Le Canada est l'un des 23 pays qui ont signé la Coalition pour l'ambition climatique de l'aviation internationale lors de la COP26. Il s'agit d'un accord contraignant dans lequel chaque signataire crée un plan de réduction des émissions nationales de l'aviation et le soumet à l'Organisation de l'aviation civile internationale (OACI). Ce plan fera l'objet de révisions en 2024, en 2027 et en 2030.

Le plan d'action indique que le développement et le déploiement de technologies aérospatiales vertes, notamment la propulsion électrique à batterie, hybride et à hydrogène, seront essentiels pour réduire les émissions à long terme. Selon les estimations, ces technologies pourraient être commercialisées pour les avions régionaux et les petits avions entre 2030 et 2035, et la technologie hybride pour les monocouloirs pourrait être disponible d'ici 2040 à 2045. Toutefois, ces technologies avancées ne devraient représenter que 1,9 % des réductions d'émissions d'ici 2050. La plus forte baisse des émissions proviendra des carburants aéronautiques durables, qui pourraient contribuer à réduire les émissions de 31,1 à 46,5 % d'ici à 2050.
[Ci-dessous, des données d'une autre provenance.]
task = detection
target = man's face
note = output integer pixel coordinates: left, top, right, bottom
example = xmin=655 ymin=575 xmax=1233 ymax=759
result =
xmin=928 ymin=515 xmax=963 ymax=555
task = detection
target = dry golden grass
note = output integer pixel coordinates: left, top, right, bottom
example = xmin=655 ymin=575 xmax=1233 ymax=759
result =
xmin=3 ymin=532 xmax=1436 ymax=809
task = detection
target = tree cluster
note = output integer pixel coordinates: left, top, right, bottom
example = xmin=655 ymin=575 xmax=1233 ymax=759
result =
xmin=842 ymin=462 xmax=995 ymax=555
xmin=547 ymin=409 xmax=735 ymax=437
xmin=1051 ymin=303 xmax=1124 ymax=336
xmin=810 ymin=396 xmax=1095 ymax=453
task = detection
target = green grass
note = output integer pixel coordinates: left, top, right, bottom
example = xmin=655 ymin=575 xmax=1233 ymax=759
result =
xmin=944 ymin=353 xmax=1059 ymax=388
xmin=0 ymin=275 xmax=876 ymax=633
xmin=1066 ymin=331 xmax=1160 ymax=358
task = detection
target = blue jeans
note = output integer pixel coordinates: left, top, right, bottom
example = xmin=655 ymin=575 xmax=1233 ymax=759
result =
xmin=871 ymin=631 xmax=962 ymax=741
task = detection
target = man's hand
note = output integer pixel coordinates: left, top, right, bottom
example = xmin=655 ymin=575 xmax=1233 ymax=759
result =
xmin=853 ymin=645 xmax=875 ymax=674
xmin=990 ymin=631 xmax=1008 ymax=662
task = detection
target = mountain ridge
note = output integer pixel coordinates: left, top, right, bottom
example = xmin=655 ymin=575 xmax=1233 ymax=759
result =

En 2018, ASTM International a approuvé le carburéacteur avec un mélange contenant jusqu'à 50 % d'éthanol pour l'utilisation des avions. Ces carburants durables sont de l'éthanol fabriqué à partir de biomasse comme le maïs ou les résidus forestiers et sont conçus pour avoir des caractéristiques de performance et de sécurité identiques à celles du pétrole. M. Parker a fait remarquer que les déchets forestiers et les déchets agricoles sont des options potentielles pour élargir les matières premières nationales afin de produire du carburant durable pour l’aviation.

Le plan d'action indique qu'il n'y a actuellement aucune production « significative » de carburants durables pour l'aviation au Canada, mais des annonces récentes d'entreprises privées indiquent l'intention de produire ces carburants. Par exemple, SixRing Inc. est une entreprise de Calgary qui produit des carburants d'aviation durables à partir de matières végétales provenant de l'agriculture et de la foresterie. En septembre, l'entreprise a annoncé qu'elle avait reçu un financement de plus de 1,4 million de dollars du gouvernement fédéral pour augmenter sa production.
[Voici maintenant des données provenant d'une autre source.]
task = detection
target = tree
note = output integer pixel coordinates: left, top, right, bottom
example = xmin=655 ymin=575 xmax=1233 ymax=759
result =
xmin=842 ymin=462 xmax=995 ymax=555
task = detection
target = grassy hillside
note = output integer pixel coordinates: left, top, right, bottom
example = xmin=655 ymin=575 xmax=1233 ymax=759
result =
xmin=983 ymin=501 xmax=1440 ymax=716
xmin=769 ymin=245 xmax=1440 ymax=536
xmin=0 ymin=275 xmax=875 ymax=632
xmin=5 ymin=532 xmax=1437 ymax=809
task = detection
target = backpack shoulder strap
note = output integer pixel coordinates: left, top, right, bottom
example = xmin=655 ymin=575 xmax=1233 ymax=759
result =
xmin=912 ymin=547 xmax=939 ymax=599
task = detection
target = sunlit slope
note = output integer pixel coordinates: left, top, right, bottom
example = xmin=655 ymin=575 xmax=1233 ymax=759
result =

La compensation, une démarche « nécessaire » du plan

Le plan d'action indique que la compensation des émissions de carbone jouera un rôle important dans l'atteinte de la carboneutralité d'ici 2050, en raison de la nécessité d'une technologie de pointe et du temps nécessaire pour que ces nouvelles technologies soient testées, certifiées, fabriquées et déployées. Selon les estimations, il faudrait compenser au moins 12 mégatonnes d'émissions en 2050.
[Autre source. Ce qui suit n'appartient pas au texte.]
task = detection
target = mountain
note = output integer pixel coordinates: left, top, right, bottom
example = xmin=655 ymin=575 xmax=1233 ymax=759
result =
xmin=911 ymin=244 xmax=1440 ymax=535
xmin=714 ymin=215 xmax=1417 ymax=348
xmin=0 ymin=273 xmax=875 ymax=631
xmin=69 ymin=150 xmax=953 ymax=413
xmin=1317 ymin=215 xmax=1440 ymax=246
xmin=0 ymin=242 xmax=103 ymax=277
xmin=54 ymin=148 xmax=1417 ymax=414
La compensation du carbone est une approche controversée pour atteindre un statut carboneutre. Grâce à cette stratégie, les entreprises et les gouvernements peuvent continuer à émettre du dioxyde de carbone tout en participant à des méthodes qui éliminent le carbone de l'atmosphère, comme la plantation de forêts. En capturant plus de carbone qu'ils n'en émettent, ils créent un impact négatif net sur le carbone. À cet effet, Air Canada a d'ailleurs annoncé récemment un investissement important dans une entreprise canadienne de captage du carbone.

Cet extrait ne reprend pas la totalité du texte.